For some patients, the comparison of cardiac PET perfusion images will reveal an abnormal baseline resting myocardial perfusion homogeneity, expressed as a Markovian homogeneity number, that is lower than the mean Markovian homogeneity number of a control group of healthy subjects by a margin greater than about 2 standard deviation limits. A result of no improvement of myocardial perfusion homogeneity after administration of the ETA-receptor antagonist to a patient having a subnormal baseline homogeneity index indicates the absence of ETA receptor mediated microvascular endothelial dysfunction in the patient. In this case, the absence of ETA receptor mediated microvascular endothelial dysfunction may indicate other forms of early vascular disease that may indicate therapeutic treatment of the patient. A normal healthy individual without early vascular disease or microvascular endothelial dysfunction will have a Markovian homogeneity number, or index, that remains within the normal range of the control group after administration of the antagonist.

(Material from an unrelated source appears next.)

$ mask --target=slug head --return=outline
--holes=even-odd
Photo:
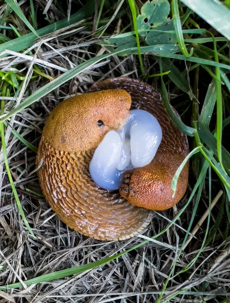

Without further elaboration, it is believed that one skilled in the art can, using the description herein, utilize the above-described apparatus and methods to their fullest extents. The foregoing embodiments are to be construed as illustrative, and not as constraining the remainder of the disclosure in any way whatsoever. Many variations and modifications of the embodiments disclosed herein are possible and are within the scope of the invention as defined by the appended claims. For example, Darusentan™ is considered to be representative of other ERA antagonists that will provide similar or better myocardial perfusion homogeneity enhancing properties. Accordingly, the scope of protection is not limited by the description set out above, but is only limited by the claims which follow, that scope including all equivalents of the subject matter of the claims. The disclosures of all patents, patent applications and publications cited herein are hereby incorporated herein by reference, to the extent that they provide exemplary, procedural or other details supplementary to those set forth herein.